Tag Archives: grief

Wisteria

Originally posted, 2010; revised, 2014; revised again 2019.

i called her wisteria.
wisteria,
in its short bloom.

thought of her as warm days
and cold nights 
in mud season
when grass blades 

start their rise from the soil.

she was remarkable.

she left me, i was lost,
though it was a night

and a day and a night again
before i could cry

for her, a long numb sweep
of hours in succession.

i wept in the privacy of the bedroom
that was newly empty.

i emptied myself.

i cried more as the walls inside me melted
and i sweated them out.
i was paper thin afterward.

light passed through me
and from within i was lit.

this is grief, i said, and it is a cold wind. 
this is unseasonable weather.  
the flowers on the early vines shriveling.  
this is her doing, i told myself.  

i said, i have been illuminated by her.
because of her, i shine.  

she was much more than my purpose.
so much more than i had ever thought to say of her,
sun of a distant unglimpsed sky over a world i hadn’t explored.

not only wisteria, 
but forsythia; violets;
thistles, oaks, redwoods, fig vines.

she was the very bones of spring and beyond.
cut her down with my small interpretation.

she was a sun i will not see again.

here in a twilight of weeping 
i indulge the urge
to endlessly recreate the moment 
when i lost my chance
to stop and listen to her
and let her expand within me 
as i should have. 

what a fool. 

the moment of loss is deep weather, 
a season of interruption
when the simplest answers go unnoticed.  
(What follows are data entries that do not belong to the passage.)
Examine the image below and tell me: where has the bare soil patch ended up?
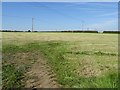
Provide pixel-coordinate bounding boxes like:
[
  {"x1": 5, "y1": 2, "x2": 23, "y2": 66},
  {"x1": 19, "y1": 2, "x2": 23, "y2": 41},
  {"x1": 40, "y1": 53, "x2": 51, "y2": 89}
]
[{"x1": 25, "y1": 59, "x2": 60, "y2": 88}]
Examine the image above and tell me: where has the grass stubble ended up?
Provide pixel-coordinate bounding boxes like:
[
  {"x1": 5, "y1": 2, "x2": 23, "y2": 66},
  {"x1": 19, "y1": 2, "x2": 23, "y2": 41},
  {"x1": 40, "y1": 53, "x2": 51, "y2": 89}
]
[{"x1": 2, "y1": 32, "x2": 118, "y2": 89}]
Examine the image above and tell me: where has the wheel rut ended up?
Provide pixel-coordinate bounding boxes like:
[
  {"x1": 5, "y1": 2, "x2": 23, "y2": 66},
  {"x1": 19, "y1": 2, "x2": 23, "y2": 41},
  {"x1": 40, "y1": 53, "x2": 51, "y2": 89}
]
[{"x1": 25, "y1": 59, "x2": 60, "y2": 88}]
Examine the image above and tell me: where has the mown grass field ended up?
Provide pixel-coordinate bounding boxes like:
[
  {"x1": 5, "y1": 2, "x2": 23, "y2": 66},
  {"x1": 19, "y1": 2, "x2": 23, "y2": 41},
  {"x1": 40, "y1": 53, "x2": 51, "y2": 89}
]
[{"x1": 2, "y1": 32, "x2": 118, "y2": 89}]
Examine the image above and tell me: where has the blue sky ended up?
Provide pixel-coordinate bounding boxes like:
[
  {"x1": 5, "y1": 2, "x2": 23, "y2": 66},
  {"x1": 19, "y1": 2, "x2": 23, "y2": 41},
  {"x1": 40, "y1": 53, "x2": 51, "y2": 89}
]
[{"x1": 2, "y1": 2, "x2": 118, "y2": 31}]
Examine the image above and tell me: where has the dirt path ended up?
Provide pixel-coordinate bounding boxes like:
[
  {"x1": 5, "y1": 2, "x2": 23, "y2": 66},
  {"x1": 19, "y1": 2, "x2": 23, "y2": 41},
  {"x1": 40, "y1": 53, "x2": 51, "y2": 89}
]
[{"x1": 25, "y1": 59, "x2": 60, "y2": 88}]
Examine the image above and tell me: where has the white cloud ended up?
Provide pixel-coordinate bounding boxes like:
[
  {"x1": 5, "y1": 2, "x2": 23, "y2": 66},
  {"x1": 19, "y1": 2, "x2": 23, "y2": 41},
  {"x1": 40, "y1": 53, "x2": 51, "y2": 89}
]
[
  {"x1": 87, "y1": 19, "x2": 118, "y2": 31},
  {"x1": 98, "y1": 12, "x2": 118, "y2": 17}
]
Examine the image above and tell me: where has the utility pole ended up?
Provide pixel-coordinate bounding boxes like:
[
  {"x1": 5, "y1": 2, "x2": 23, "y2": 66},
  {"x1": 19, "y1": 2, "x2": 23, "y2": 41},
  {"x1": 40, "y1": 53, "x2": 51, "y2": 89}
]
[
  {"x1": 32, "y1": 18, "x2": 34, "y2": 32},
  {"x1": 82, "y1": 20, "x2": 84, "y2": 31}
]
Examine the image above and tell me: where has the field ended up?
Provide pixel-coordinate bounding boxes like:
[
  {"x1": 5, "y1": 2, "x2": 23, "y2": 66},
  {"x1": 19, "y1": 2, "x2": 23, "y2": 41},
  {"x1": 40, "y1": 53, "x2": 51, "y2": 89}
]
[{"x1": 2, "y1": 32, "x2": 118, "y2": 89}]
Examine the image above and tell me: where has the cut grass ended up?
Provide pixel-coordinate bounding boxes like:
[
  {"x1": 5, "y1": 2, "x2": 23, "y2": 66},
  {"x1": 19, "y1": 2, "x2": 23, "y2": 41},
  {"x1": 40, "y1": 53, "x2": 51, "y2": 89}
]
[{"x1": 2, "y1": 33, "x2": 118, "y2": 88}]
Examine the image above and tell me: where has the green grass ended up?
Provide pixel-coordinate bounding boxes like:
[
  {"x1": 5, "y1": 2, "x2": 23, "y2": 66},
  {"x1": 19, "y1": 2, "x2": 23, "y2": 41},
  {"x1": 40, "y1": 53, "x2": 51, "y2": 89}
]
[{"x1": 3, "y1": 33, "x2": 118, "y2": 88}]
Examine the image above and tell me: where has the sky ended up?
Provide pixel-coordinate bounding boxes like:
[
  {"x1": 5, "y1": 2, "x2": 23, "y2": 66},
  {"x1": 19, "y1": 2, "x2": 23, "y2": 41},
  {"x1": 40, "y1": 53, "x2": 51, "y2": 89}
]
[{"x1": 2, "y1": 2, "x2": 118, "y2": 31}]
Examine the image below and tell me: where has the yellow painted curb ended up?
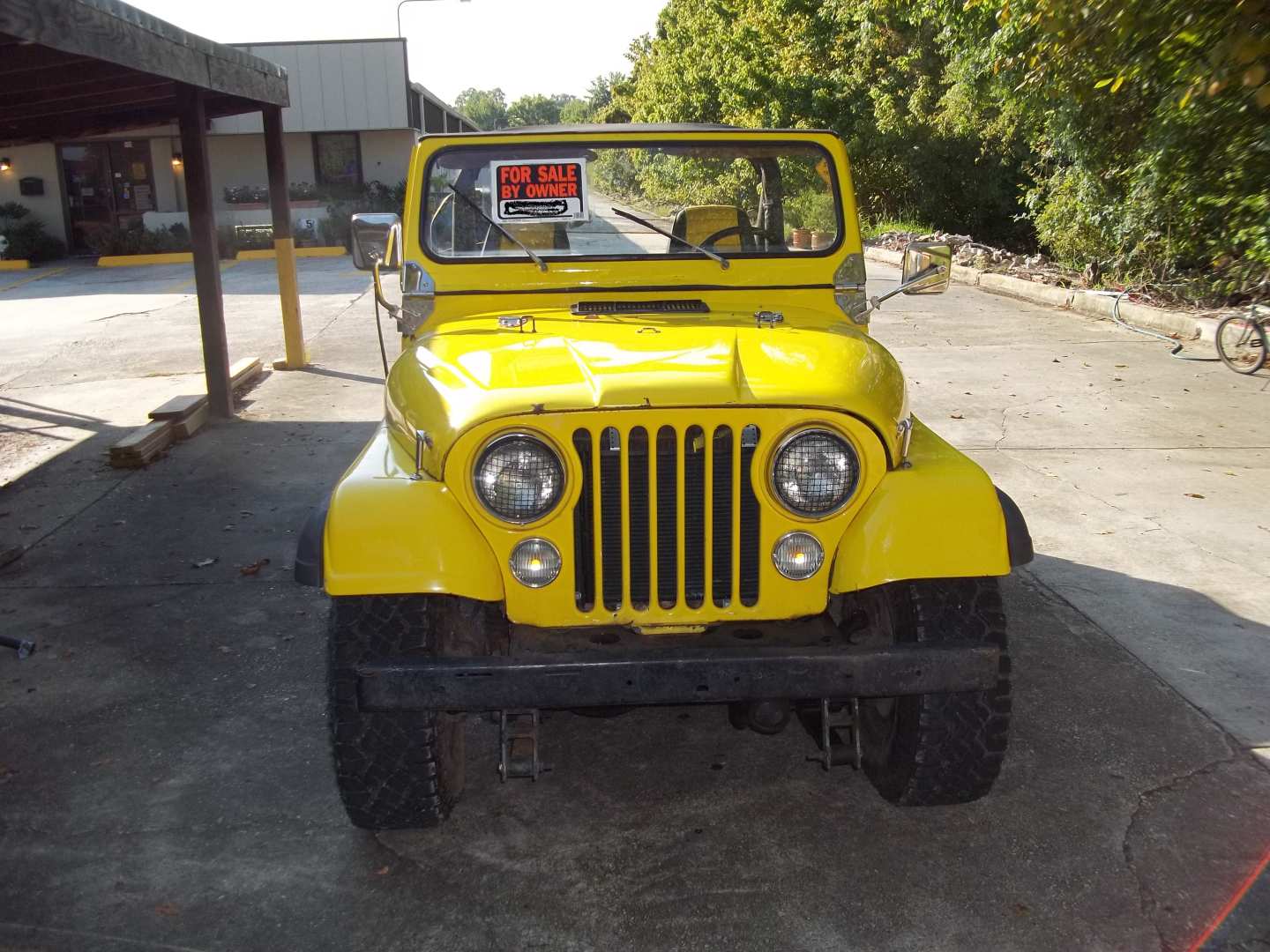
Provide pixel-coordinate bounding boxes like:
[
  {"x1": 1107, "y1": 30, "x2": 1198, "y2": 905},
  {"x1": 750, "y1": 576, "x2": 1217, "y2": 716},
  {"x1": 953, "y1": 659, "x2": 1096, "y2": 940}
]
[
  {"x1": 235, "y1": 245, "x2": 348, "y2": 262},
  {"x1": 96, "y1": 251, "x2": 194, "y2": 268},
  {"x1": 0, "y1": 266, "x2": 70, "y2": 292}
]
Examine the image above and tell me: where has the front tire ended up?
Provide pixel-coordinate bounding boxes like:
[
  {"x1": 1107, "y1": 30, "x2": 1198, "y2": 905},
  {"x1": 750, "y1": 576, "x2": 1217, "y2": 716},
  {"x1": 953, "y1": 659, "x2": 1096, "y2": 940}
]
[
  {"x1": 1217, "y1": 315, "x2": 1266, "y2": 373},
  {"x1": 326, "y1": 595, "x2": 474, "y2": 830},
  {"x1": 860, "y1": 579, "x2": 1010, "y2": 806}
]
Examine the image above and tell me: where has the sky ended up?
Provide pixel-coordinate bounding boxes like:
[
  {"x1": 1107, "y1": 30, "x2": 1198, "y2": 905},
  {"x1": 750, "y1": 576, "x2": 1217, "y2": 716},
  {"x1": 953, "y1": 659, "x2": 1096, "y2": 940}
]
[{"x1": 128, "y1": 0, "x2": 666, "y2": 103}]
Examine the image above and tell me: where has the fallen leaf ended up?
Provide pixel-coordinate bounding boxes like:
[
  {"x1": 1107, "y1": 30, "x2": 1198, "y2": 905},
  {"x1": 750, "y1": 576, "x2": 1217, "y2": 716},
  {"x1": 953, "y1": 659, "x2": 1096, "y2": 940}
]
[{"x1": 239, "y1": 559, "x2": 269, "y2": 575}]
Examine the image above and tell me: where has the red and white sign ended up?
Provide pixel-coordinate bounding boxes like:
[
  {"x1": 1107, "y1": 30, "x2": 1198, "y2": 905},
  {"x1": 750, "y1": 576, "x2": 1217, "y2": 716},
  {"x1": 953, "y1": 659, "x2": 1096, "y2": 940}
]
[{"x1": 490, "y1": 159, "x2": 591, "y2": 225}]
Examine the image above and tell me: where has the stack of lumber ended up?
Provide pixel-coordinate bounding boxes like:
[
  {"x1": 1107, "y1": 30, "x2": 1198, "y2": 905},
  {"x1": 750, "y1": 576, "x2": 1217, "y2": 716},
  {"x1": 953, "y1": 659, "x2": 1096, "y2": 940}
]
[
  {"x1": 110, "y1": 357, "x2": 262, "y2": 470},
  {"x1": 150, "y1": 393, "x2": 207, "y2": 439},
  {"x1": 110, "y1": 420, "x2": 171, "y2": 470}
]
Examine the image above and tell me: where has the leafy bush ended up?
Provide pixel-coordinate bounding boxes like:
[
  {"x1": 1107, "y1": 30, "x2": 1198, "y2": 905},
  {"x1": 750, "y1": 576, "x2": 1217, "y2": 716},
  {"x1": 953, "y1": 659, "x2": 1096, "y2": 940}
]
[
  {"x1": 222, "y1": 185, "x2": 269, "y2": 205},
  {"x1": 0, "y1": 202, "x2": 66, "y2": 263},
  {"x1": 318, "y1": 182, "x2": 405, "y2": 250},
  {"x1": 785, "y1": 190, "x2": 838, "y2": 233},
  {"x1": 84, "y1": 225, "x2": 190, "y2": 255}
]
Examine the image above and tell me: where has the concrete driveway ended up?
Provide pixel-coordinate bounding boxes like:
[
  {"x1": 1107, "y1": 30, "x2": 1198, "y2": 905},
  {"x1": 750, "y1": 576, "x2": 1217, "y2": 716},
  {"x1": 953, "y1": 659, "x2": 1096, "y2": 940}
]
[{"x1": 0, "y1": 257, "x2": 1270, "y2": 952}]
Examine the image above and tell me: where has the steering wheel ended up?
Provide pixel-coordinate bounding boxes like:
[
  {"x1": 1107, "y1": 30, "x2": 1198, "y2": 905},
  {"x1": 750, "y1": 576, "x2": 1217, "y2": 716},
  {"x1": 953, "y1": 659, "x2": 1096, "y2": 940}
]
[{"x1": 698, "y1": 225, "x2": 751, "y2": 251}]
i should have been motionless
and perhaps
i could have held her here,

or perhaps not. perhaps

it was because i thought of her as
wisteria, delicate and frail,
that when she heard me
she was gone.

i still shine with her still within me
but try as i might
i still light nothing beyond me.


The Accusation That Wakes You Before Dawn

Originally posted 4/18/2010.

Animals struck and killed by cars
can sometimes come back to life.
When it happens,
one in seven million of them

is given the power of speech.

The accusation that wakes you before dawn
comes from one of them. 
It ticks off every time
you heard a thump below your wheels
and drove on with a shrug.

You see you are naked,
fur emerging
from your chest and back.
You find yourself on a familiar road.

Headlights ahead — 
a car that’s rushing toward you
holds your father, your mother,
every easily forgotten lover,
every friend you don’t call anymore,
every colleague you’ve blindsided,
every server you’ve stiffed,
every aimless stab in every back
and every turn of the wheel
that took you over a body in the road.

Then it happens — 
you,
in the blanket of silence;
you,
waiting for
your one in seven million chance
to come back and give back.


Wisteria

Originally posted 4/10/2010.

she was wisteria, wisteria in its short bloom;
she was warm days and cold nights
in mud season when grass blades
begin to rise from the soil
where they’ve been hiding. 

she was remarkable, and i was lost
as soon as she left me, 
though it was a night
and a day
and a night again before i could cry
for her, a long numb sweep
of hours in succession.

i wept in the privacy of the bedroom
that was newly empty. i emptied myself.
i cried more as the walls inside me melted
and i sweated them out.
i was paper thin after.
light passed through me
and from within i was lit.

this is grief, i said, and it is a cold wind.
this is unseasonable weather.  
the flowers on the early vines shriveling.  
this is her doing, i told myself.  i said,

i have been illuminated by her.  i shine. 
she was more than i had thought to say of her,
some sun of a distant unglimpsed sky
over a world i hadn’t explored, and i cried again,
and i still do. 

she was
wisteria,

forsythia;
the very bones
of spring unedited
by interpretation; 
she was a sun i will not see again;

have entered a twilight of weeping
where i indulge the urge
to create and recreate the moment
when i lost my chance
to stop and listen to her
and let her expand within me
as i should have. 

the moment of loss
is deep weather,
a season of interruption
when the simplest answers go unnoticed. 
i should have been motionless
and perhaps i could have held her here,
or perhaps not. 

she was wisteria,
she had her time,
then was gone.
i remain.
i weep,
i shine with her within me,

though i light nothing around me.


The Accusation That Wakes You Before Dawn

Animals
struck by cars
come back to life
once you’ve passed their corpses.
One in seven million of them
is given the power of speech.

The accusation
that wakes you before dawn
comes from one of them. 
In the voice is a paw ticking off every time
you heard a thump below your wheels
and drove on with a shrug.

Under the heavy-armed trees
outside your window
is an army of the flattened,
the torn, the spilled and bloody.
You stand inside, half naked,
reliving moments
of rejection,
ignorance, and neglect
you’ve experienced.

The fur that suddenly emerges
from your chest and back
is sodden with blackened blood
and the tiny cells of brain and lung.

In the car that’s rushing toward you
are your father, your mother,
every easily forgotten lover,
every friend you don’t call anymore,
every colleague you’ve blindsided,
every server you’ve stiffed,
every aimless stab in every back
and every turn of the wheel
that took you over a body in the road.

Headlights ahead,
then it happens.
You in the blanket of silence.
You waiting for
a one in seven million chance
to give back.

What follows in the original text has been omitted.